My Draft mare has had 3 impaction colic episodes after eating straw (she is now only allowed shavings beds). When the vet came out on the last and worst occasion (different vet from above) she immediately said "She is too old and too big for surgery to be viable" Fortunately, she made a full recovery after a very worrying 24 hrs but I wouldn't have considered surgery for her, even if the vet had suggested it.
Fingers crossed for a good swift recovery for your mare, OP
Yup- another poo fanatic has been born over here ! *waves*
Hopefully she will stay clear, but at least it is nearly the weekend again if I do have to deal with anything else. Fingers crossed I don't!

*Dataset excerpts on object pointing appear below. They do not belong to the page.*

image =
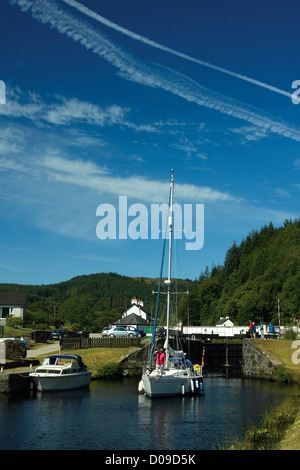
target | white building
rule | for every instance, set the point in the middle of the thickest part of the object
(13, 304)
(137, 308)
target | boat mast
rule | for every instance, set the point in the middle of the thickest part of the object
(168, 281)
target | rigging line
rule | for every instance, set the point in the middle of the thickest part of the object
(158, 294)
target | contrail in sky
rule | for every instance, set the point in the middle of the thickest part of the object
(149, 42)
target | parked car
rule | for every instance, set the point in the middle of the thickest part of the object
(121, 331)
(15, 348)
(105, 330)
(140, 333)
(55, 334)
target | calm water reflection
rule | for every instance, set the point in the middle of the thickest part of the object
(112, 416)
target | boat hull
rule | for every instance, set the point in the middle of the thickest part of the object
(170, 385)
(56, 383)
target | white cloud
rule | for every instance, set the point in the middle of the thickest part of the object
(154, 75)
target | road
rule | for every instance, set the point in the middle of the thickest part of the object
(47, 349)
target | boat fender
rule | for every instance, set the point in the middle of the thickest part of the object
(141, 387)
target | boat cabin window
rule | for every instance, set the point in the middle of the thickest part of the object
(61, 361)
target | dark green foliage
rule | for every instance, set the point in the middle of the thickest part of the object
(265, 264)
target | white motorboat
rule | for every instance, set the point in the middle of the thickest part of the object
(178, 376)
(61, 372)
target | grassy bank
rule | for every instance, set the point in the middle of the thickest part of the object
(103, 362)
(283, 350)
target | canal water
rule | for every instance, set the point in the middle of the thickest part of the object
(111, 415)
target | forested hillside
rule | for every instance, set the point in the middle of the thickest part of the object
(89, 301)
(246, 286)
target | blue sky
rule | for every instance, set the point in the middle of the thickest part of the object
(104, 98)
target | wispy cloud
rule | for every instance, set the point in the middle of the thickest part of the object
(154, 75)
(95, 16)
(60, 111)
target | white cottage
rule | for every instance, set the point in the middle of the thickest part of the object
(225, 322)
(13, 304)
(137, 308)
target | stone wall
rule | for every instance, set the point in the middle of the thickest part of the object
(257, 363)
(133, 363)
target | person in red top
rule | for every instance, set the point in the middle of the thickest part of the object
(160, 360)
(251, 329)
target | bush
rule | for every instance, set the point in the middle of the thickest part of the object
(110, 371)
(14, 322)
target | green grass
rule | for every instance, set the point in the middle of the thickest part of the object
(103, 362)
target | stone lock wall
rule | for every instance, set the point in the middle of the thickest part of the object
(256, 363)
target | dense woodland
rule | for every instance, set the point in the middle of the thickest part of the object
(266, 263)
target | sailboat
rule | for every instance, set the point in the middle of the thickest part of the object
(178, 375)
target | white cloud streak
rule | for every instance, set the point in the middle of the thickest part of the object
(95, 16)
(154, 75)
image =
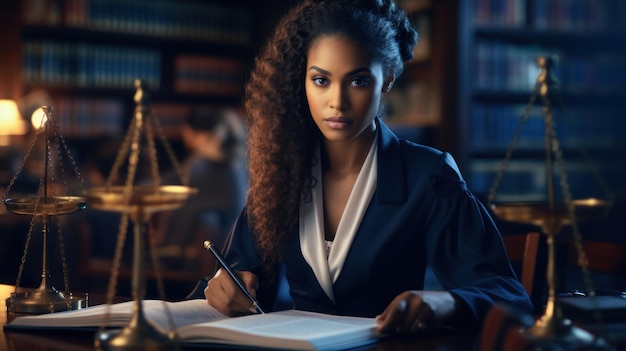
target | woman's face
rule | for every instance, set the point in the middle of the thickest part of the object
(343, 88)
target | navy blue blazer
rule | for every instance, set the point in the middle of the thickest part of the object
(420, 214)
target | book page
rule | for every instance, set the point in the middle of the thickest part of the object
(295, 330)
(183, 313)
(118, 315)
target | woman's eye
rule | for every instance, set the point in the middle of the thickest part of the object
(320, 80)
(360, 82)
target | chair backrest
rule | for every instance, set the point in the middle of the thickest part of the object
(524, 248)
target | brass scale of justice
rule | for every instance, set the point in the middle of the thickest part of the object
(134, 202)
(138, 202)
(552, 329)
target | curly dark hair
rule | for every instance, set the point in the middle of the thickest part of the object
(282, 134)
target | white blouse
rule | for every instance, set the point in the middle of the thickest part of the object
(326, 258)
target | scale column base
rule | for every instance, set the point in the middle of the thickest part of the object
(560, 334)
(135, 338)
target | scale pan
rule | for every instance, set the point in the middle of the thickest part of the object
(539, 212)
(45, 206)
(148, 198)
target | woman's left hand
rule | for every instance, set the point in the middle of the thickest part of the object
(413, 312)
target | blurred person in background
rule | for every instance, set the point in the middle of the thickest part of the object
(216, 167)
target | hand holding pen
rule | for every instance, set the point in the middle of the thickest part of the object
(211, 248)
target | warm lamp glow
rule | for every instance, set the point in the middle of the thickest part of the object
(38, 119)
(11, 122)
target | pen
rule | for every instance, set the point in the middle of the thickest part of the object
(211, 247)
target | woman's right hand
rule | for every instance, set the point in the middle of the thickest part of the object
(224, 294)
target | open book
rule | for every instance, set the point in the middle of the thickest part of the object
(197, 322)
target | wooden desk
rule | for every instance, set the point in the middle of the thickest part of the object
(83, 341)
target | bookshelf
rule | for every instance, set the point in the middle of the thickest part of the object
(418, 106)
(85, 55)
(499, 41)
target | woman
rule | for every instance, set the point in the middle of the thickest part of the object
(354, 214)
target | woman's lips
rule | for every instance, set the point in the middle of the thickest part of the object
(337, 122)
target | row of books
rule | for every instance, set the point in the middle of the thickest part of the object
(87, 65)
(506, 13)
(510, 67)
(572, 15)
(196, 20)
(208, 75)
(82, 117)
(494, 127)
(525, 179)
(170, 117)
(559, 15)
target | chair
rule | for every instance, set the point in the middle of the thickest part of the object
(524, 248)
(604, 258)
(526, 251)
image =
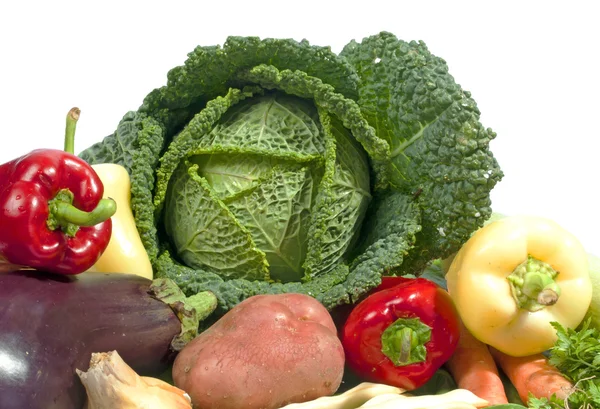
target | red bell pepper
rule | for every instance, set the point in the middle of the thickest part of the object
(52, 214)
(401, 333)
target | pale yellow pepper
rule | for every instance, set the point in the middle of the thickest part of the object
(125, 252)
(514, 277)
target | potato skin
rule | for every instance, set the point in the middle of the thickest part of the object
(266, 352)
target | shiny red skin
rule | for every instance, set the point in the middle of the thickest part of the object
(399, 297)
(26, 185)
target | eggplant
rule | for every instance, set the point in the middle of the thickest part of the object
(51, 324)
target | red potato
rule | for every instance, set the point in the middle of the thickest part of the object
(266, 352)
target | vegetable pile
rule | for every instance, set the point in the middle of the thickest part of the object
(273, 166)
(280, 226)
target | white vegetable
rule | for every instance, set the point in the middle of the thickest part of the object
(456, 399)
(351, 399)
(112, 384)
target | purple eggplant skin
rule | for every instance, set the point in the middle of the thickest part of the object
(50, 325)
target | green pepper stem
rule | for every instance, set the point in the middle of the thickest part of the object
(72, 118)
(533, 285)
(62, 214)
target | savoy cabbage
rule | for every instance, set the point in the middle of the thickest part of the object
(268, 166)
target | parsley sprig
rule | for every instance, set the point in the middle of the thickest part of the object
(576, 354)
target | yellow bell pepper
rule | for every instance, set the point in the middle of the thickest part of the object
(514, 277)
(125, 252)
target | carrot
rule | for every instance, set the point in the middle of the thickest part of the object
(533, 374)
(474, 369)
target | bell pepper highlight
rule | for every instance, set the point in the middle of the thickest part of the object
(514, 277)
(401, 333)
(52, 213)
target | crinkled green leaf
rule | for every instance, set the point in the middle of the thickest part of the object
(342, 199)
(204, 231)
(439, 149)
(430, 167)
(276, 215)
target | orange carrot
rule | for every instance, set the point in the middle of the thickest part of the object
(533, 374)
(474, 369)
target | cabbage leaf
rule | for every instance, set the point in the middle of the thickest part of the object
(269, 166)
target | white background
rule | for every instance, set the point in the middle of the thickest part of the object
(532, 67)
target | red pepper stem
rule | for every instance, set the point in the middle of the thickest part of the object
(62, 214)
(403, 342)
(70, 214)
(72, 118)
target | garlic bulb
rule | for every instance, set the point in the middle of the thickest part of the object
(112, 384)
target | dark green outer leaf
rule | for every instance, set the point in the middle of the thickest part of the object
(439, 149)
(208, 70)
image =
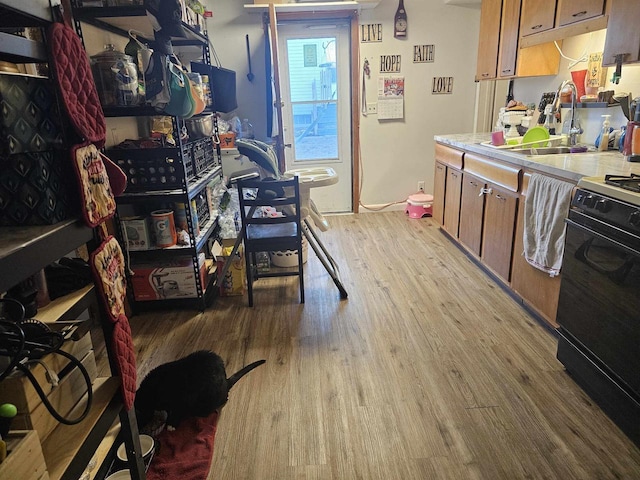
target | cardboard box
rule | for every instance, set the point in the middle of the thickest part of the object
(175, 279)
(235, 280)
(137, 232)
(227, 140)
(25, 460)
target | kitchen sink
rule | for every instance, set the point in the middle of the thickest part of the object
(549, 150)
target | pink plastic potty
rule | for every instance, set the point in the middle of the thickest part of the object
(419, 205)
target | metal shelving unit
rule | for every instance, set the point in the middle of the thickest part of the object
(24, 250)
(184, 183)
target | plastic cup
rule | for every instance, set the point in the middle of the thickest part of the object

Out of curiosity, does anyone know how soon colic/impactions are likely to return if something more serious is going on? I guess as soon as there is enough for a build up of food in the gut, so perhaps once she is back to eating normally again?
My ID that I lost to colic a few years ago had an impaction 2 years before his fatal colic. We managed to clear it with tubing of liquid paraffin. He was colic free for over two years before he showed the same symptoms again. This time though he was not passing anything and tubing him made no difference. We drove him to Rossdales where they tried to shift it but failed. So he went onto the operating table. He was found to have 7 feet of intestine that had become entrapped. Luckily it was al fine and so no resection was necessary and the surgeon anticipated an uncomplicated recovery. Sadly for him, he could not get up after the surgery. Being on his back for so long had cut off the blood supply and he was paralysed. He was a massive horse at 17.2 and I am ashamed to say, was overweight, and very big boned. If he had been a smaller horse, then I am sure we would probably still have him now. It seems likely that he had a small entrapment when he had the colic a couple of years earlier, and that more of his intestine had fallen through. This type of surgery normally has a good success rate so long as the intestine has not died.